James Coomer: It is massively paralellized, but also, it’s a multi-protocol data plane. So even though we are exposing an object store first, we’re not an object store. 

It’s actually a key-value (KV) store underneath. It’s a KV store with a certain data structure. And we chose this particular KV store because it’s really fast at managing commits and renders as we call them or reads. 

So it’s writes and reads, but small things and big things, and we do a lot of this stuff in a very intelligent way. The log structuring is done very intelligently, so we don’t need a write buffer that other people need and those kind of things. But the point is, think about your knowledge of file systems and blocks and kind of modify writes. That’s nothing to do with what we’re doing. Nothing. Even though we are going to present a file system and an object store and an SQL database and a block store at this key-value store, there’s none of that traditional file system construct built into the backend of what we’re doing and how we’re laying this data out. 

So we can index data and create parallel indexes of the metadata of all the objects, and we can basically cache these indexes and then query them in parallel like you would a parallel database, like something like Cassandra.
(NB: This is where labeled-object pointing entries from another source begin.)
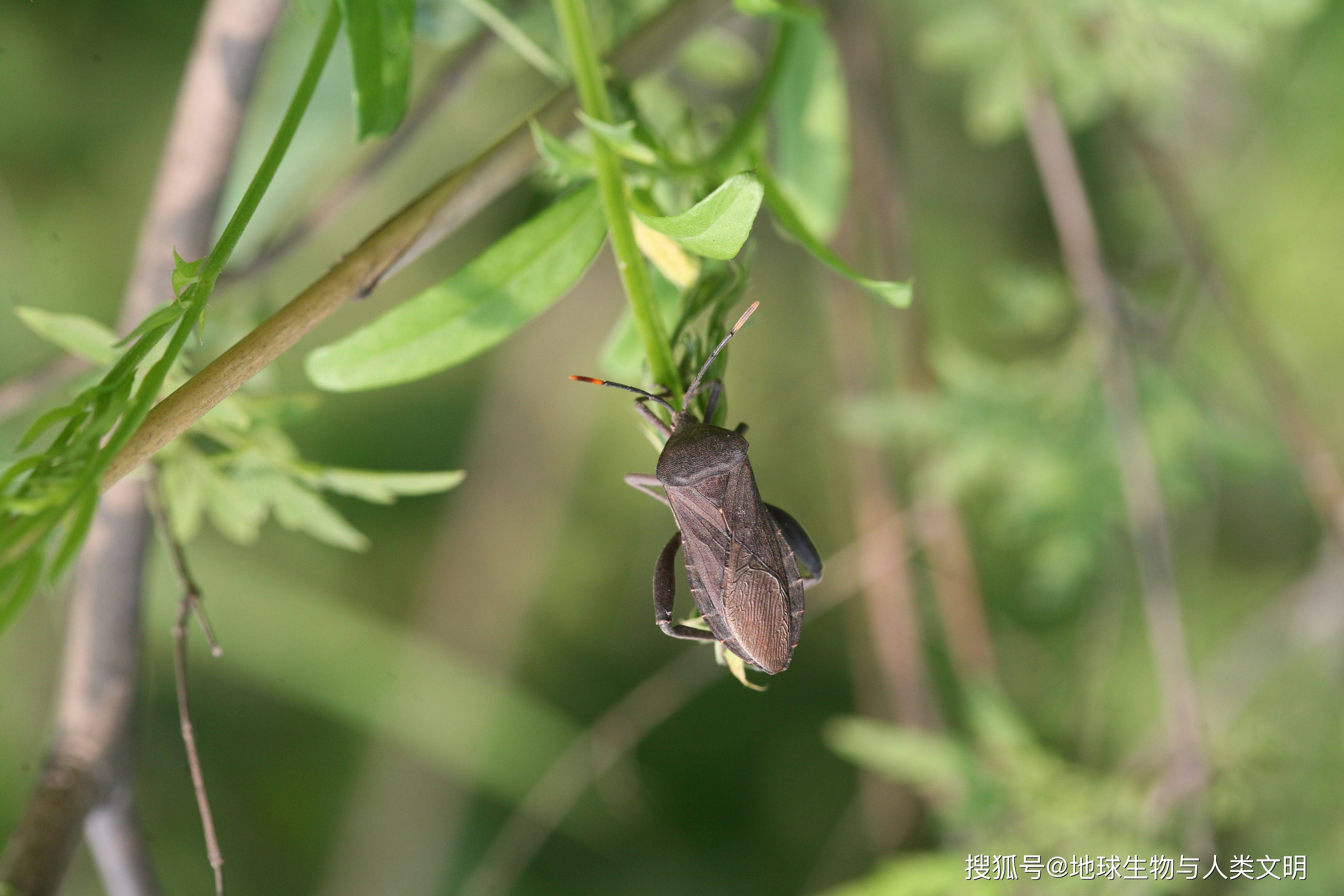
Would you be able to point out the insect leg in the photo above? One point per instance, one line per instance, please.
(646, 483)
(647, 413)
(800, 542)
(715, 392)
(664, 594)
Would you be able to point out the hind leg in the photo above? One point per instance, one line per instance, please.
(800, 542)
(664, 594)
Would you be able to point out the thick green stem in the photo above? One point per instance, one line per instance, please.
(595, 101)
(218, 257)
(752, 116)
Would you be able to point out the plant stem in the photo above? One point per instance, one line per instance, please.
(592, 92)
(394, 245)
(1150, 531)
(218, 257)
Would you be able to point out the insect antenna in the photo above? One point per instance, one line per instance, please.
(628, 389)
(695, 383)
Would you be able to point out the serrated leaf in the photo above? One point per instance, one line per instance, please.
(811, 129)
(621, 139)
(183, 273)
(476, 308)
(892, 292)
(76, 334)
(562, 162)
(718, 225)
(379, 38)
(386, 487)
(302, 511)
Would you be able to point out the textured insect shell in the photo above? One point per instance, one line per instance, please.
(742, 574)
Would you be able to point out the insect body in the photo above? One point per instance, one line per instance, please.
(742, 555)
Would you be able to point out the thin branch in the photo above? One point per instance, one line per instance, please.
(1150, 532)
(189, 606)
(1316, 463)
(621, 729)
(443, 85)
(91, 758)
(400, 241)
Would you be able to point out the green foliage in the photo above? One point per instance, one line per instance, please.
(480, 306)
(810, 120)
(561, 160)
(57, 489)
(718, 225)
(1093, 55)
(379, 38)
(892, 292)
(1006, 794)
(76, 334)
(238, 469)
(719, 58)
(1029, 445)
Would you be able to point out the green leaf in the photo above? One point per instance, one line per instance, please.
(623, 356)
(811, 132)
(718, 225)
(936, 765)
(183, 478)
(379, 35)
(76, 334)
(892, 292)
(303, 511)
(719, 58)
(382, 487)
(561, 160)
(166, 313)
(480, 306)
(776, 9)
(236, 511)
(48, 420)
(185, 273)
(621, 139)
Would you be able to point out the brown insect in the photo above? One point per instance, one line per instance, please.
(742, 555)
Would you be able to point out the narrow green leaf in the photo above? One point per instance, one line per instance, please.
(379, 37)
(166, 313)
(892, 292)
(76, 334)
(185, 273)
(302, 511)
(776, 9)
(718, 225)
(77, 528)
(386, 487)
(811, 129)
(48, 420)
(18, 582)
(480, 306)
(621, 139)
(562, 162)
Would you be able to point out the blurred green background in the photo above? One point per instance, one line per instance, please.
(377, 716)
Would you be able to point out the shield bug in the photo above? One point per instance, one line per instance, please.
(742, 555)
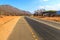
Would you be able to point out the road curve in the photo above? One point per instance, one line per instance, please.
(45, 31)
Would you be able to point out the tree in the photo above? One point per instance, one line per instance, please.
(51, 13)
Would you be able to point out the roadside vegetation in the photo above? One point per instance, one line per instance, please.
(47, 15)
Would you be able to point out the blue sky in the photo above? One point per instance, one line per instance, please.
(32, 5)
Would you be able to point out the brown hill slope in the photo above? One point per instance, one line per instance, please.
(10, 10)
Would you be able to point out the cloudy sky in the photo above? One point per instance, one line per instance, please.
(32, 5)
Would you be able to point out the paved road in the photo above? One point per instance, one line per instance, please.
(51, 23)
(22, 31)
(43, 30)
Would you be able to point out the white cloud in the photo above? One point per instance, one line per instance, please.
(51, 7)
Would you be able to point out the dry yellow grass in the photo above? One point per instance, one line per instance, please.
(6, 29)
(49, 18)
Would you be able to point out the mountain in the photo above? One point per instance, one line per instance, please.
(10, 10)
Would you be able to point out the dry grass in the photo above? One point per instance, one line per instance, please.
(5, 19)
(9, 23)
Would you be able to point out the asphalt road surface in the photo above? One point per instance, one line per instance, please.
(45, 31)
(29, 29)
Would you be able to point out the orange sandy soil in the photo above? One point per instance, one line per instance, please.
(57, 19)
(7, 24)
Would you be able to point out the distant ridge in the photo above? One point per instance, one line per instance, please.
(10, 10)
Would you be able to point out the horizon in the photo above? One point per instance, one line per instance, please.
(32, 5)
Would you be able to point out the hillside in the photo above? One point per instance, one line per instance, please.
(10, 10)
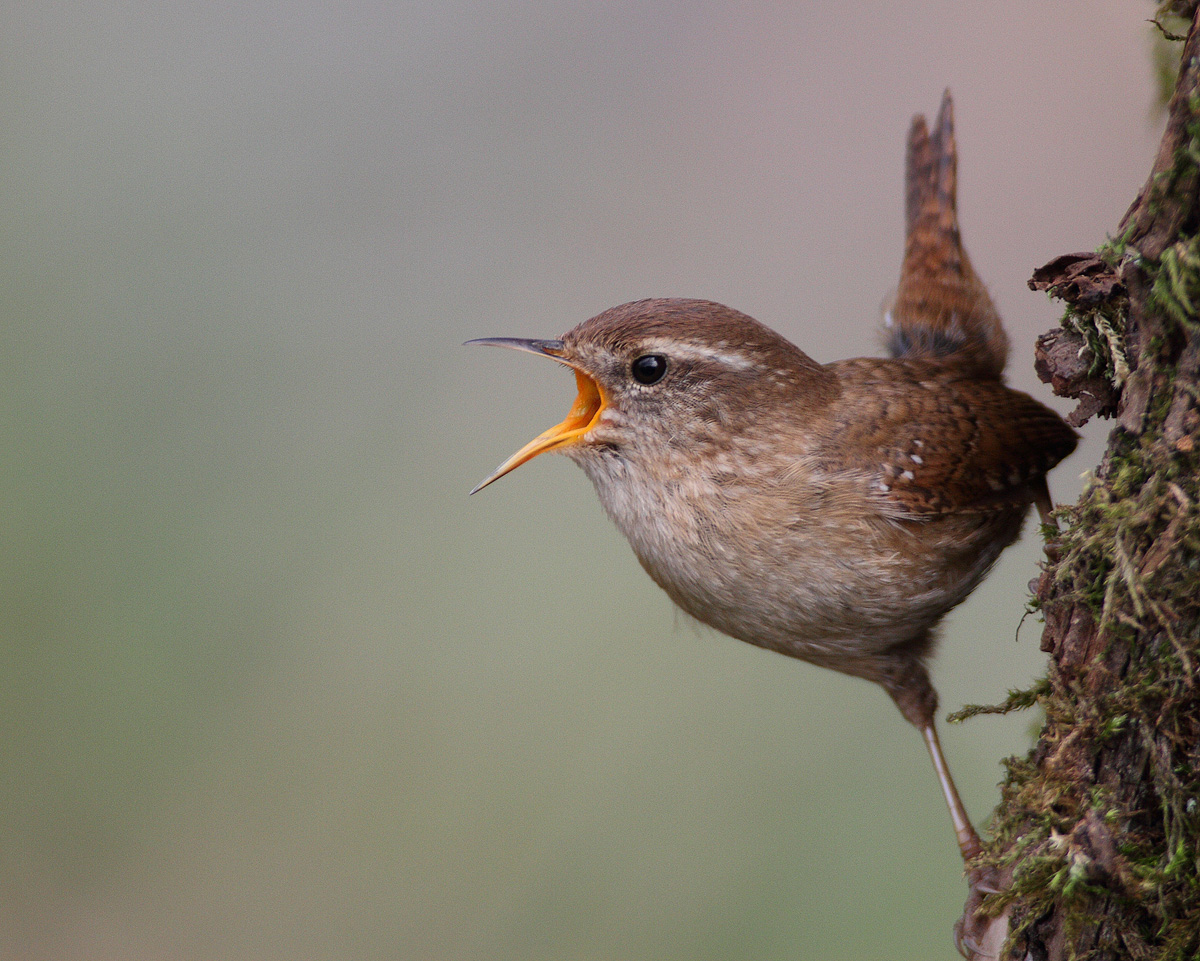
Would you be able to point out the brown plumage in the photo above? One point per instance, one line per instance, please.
(831, 512)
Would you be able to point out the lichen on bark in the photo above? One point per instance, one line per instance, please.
(1099, 826)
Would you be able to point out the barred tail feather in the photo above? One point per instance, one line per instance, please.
(941, 307)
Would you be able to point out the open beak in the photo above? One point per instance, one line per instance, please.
(585, 413)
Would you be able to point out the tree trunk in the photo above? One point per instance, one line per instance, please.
(1098, 827)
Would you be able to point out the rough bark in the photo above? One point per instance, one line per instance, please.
(1097, 832)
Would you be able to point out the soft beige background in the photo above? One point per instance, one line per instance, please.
(271, 685)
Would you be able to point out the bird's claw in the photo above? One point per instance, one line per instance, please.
(977, 935)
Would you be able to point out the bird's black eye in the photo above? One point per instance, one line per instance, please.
(649, 368)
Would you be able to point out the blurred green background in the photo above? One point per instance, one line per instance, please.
(271, 685)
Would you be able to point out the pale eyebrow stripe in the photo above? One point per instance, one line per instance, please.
(696, 352)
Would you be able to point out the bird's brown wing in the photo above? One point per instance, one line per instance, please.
(928, 442)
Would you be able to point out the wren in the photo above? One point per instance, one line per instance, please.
(833, 512)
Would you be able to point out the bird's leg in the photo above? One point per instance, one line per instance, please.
(969, 840)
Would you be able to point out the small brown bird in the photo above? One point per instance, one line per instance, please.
(833, 512)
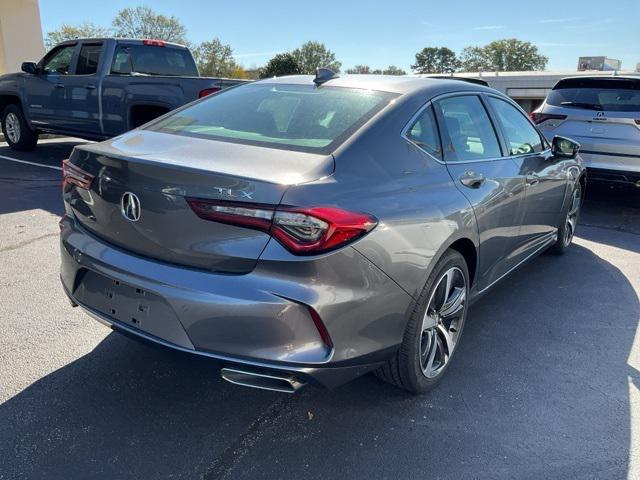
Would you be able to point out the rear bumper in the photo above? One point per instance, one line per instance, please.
(259, 320)
(613, 176)
(622, 167)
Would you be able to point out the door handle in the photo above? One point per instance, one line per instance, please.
(532, 178)
(472, 179)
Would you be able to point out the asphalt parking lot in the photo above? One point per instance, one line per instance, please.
(545, 384)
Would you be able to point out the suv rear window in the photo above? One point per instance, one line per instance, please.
(615, 95)
(153, 60)
(292, 117)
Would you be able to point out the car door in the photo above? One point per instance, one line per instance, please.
(46, 90)
(488, 178)
(82, 92)
(543, 174)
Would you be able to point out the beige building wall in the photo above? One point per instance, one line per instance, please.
(20, 34)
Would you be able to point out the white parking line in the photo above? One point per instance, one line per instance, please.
(29, 163)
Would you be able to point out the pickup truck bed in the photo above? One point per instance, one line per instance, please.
(99, 88)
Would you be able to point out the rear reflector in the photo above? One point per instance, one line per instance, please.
(208, 91)
(74, 175)
(154, 43)
(303, 231)
(543, 117)
(322, 329)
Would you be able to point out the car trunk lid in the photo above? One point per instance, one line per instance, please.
(161, 171)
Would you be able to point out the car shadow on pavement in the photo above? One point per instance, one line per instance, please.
(539, 389)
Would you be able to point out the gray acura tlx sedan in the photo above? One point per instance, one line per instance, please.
(311, 229)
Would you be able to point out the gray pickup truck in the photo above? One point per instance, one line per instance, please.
(99, 88)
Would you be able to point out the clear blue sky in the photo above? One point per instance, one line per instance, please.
(379, 34)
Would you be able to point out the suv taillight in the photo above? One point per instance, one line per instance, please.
(74, 175)
(538, 117)
(303, 231)
(208, 91)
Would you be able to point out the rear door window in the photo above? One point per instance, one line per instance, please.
(424, 133)
(59, 60)
(521, 136)
(469, 127)
(153, 60)
(89, 59)
(614, 95)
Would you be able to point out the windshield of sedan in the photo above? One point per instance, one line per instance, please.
(294, 117)
(620, 95)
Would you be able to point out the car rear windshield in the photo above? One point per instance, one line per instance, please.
(292, 117)
(619, 95)
(153, 60)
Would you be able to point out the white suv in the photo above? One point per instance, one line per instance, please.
(603, 115)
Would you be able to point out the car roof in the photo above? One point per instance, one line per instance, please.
(118, 40)
(401, 84)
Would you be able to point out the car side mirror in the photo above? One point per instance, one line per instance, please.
(29, 67)
(562, 147)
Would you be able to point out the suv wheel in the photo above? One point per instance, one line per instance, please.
(434, 330)
(16, 130)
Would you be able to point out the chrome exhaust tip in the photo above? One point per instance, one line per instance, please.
(263, 381)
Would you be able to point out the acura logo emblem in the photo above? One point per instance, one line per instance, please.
(130, 206)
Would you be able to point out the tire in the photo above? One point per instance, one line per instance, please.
(17, 132)
(569, 223)
(425, 354)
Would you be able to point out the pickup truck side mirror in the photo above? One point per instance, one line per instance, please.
(562, 147)
(29, 67)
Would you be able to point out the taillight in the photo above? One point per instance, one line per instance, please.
(538, 117)
(303, 231)
(74, 175)
(208, 91)
(154, 43)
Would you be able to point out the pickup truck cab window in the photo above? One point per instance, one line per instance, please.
(89, 59)
(59, 60)
(153, 60)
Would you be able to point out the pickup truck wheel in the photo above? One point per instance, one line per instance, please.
(16, 130)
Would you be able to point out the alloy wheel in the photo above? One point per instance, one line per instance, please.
(12, 127)
(442, 322)
(572, 216)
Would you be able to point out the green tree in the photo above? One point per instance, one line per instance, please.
(313, 55)
(142, 22)
(435, 60)
(506, 55)
(474, 59)
(393, 70)
(280, 65)
(511, 54)
(70, 32)
(364, 69)
(215, 59)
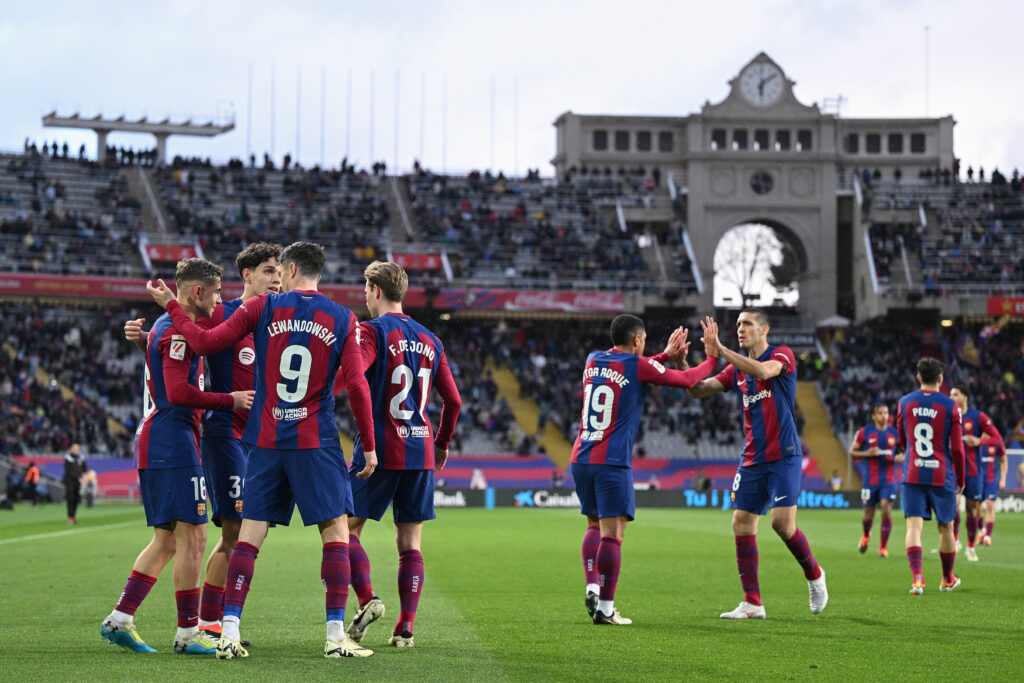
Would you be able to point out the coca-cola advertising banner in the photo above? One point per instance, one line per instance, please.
(530, 300)
(1006, 305)
(418, 261)
(126, 289)
(169, 253)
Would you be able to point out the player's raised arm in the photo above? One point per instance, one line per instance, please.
(992, 435)
(451, 407)
(352, 373)
(956, 445)
(176, 360)
(135, 334)
(226, 334)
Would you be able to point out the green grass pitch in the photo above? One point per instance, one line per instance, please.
(503, 600)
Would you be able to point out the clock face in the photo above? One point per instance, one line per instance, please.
(761, 84)
(762, 182)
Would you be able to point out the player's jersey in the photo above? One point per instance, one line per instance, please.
(930, 433)
(168, 435)
(769, 407)
(229, 370)
(301, 338)
(613, 394)
(878, 470)
(986, 456)
(407, 358)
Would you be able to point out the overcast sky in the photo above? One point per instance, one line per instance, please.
(193, 57)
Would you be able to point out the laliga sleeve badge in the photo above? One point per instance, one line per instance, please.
(178, 347)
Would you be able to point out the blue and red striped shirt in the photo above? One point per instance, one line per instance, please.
(880, 469)
(931, 434)
(230, 370)
(769, 407)
(613, 394)
(976, 423)
(302, 340)
(403, 360)
(173, 400)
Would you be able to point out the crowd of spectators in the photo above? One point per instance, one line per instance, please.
(87, 372)
(229, 207)
(65, 217)
(876, 361)
(500, 230)
(972, 240)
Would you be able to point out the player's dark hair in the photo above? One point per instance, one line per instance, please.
(625, 328)
(759, 313)
(307, 257)
(930, 370)
(257, 253)
(390, 276)
(198, 270)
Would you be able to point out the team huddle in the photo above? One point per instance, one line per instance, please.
(947, 450)
(276, 357)
(279, 355)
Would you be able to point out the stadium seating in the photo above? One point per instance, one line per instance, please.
(229, 207)
(963, 238)
(67, 216)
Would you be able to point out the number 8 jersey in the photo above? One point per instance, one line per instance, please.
(613, 394)
(931, 434)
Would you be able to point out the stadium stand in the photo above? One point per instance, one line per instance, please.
(67, 216)
(229, 207)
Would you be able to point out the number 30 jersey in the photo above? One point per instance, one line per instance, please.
(613, 394)
(301, 340)
(931, 434)
(403, 360)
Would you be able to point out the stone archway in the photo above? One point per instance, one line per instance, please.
(758, 263)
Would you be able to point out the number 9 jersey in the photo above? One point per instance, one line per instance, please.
(932, 437)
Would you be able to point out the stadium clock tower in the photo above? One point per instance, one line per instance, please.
(761, 156)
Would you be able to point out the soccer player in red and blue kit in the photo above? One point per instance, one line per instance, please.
(931, 435)
(876, 444)
(613, 393)
(979, 433)
(765, 381)
(223, 455)
(403, 360)
(302, 340)
(171, 478)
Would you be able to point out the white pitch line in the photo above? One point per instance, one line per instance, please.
(67, 531)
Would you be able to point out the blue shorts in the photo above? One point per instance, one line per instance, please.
(605, 491)
(315, 479)
(974, 487)
(871, 496)
(922, 500)
(176, 495)
(774, 484)
(411, 492)
(224, 462)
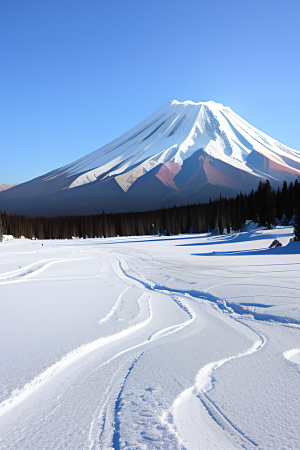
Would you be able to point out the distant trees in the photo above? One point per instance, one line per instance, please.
(264, 206)
(297, 210)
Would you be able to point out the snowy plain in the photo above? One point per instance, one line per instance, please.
(182, 342)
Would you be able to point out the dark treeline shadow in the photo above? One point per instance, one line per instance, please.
(264, 206)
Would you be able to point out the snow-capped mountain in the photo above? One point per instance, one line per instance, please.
(184, 152)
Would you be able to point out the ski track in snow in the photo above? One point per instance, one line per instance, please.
(105, 426)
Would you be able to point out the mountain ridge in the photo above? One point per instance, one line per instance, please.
(223, 149)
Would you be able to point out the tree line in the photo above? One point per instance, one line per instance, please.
(264, 206)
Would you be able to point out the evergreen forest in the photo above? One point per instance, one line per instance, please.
(264, 206)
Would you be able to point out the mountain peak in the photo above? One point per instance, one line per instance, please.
(203, 144)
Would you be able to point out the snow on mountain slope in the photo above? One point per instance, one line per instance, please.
(173, 133)
(183, 152)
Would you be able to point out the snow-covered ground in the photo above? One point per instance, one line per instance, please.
(182, 342)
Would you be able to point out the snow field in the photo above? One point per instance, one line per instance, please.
(157, 343)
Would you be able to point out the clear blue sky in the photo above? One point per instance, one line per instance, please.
(75, 74)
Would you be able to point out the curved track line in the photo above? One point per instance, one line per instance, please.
(20, 395)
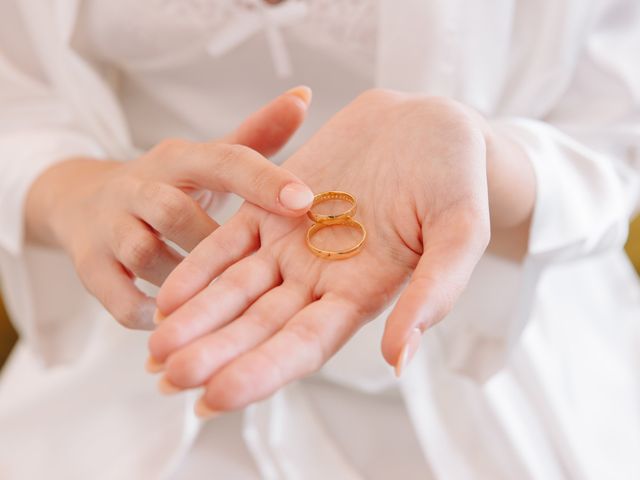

The same kind of architecture that Cassandra uses is a similar approach to how we’re allowing people to access and search the metadata associated with the objects.

Blocks & Files: When you were talking about an underlying key value store with object on top of it, and I believe you just mentioned file systems on top of it as well. Then you could stick a block system on top of it if you wanted.

James Coomer: Exactly. Completely. So the KV store is here and we just expose the KV store through different protocols. So we expose it now through a containerized set of services, exposing it as S3. it’s a really thin layer. The S3 is really thin. 

Then we can do the same. We’d expose the same key KV pairs, which are basically hosting the data and metadata, as file, as block, as an SQL database. All of these different things can be exposed very efficiently from a KV store. And they’re all peers, right? There’s nothing static. They’re all peers to each other, these different services, and they’re all just exposing the same underlying scalable KV store, which can hold tiny things and big things, millions and billions of pieces of tiny metadata or a small number of terabyte size objects equally efficiently.

We do it all in software. You don’t need any special storage class memory, anything like that. It’s all software, all scalable, super fast and very, very simple. We’ve done a better architectural job than others in building this underlying scalable data plane with this KV store to suit the different characteristics of block versus SQL versus S3 versus file.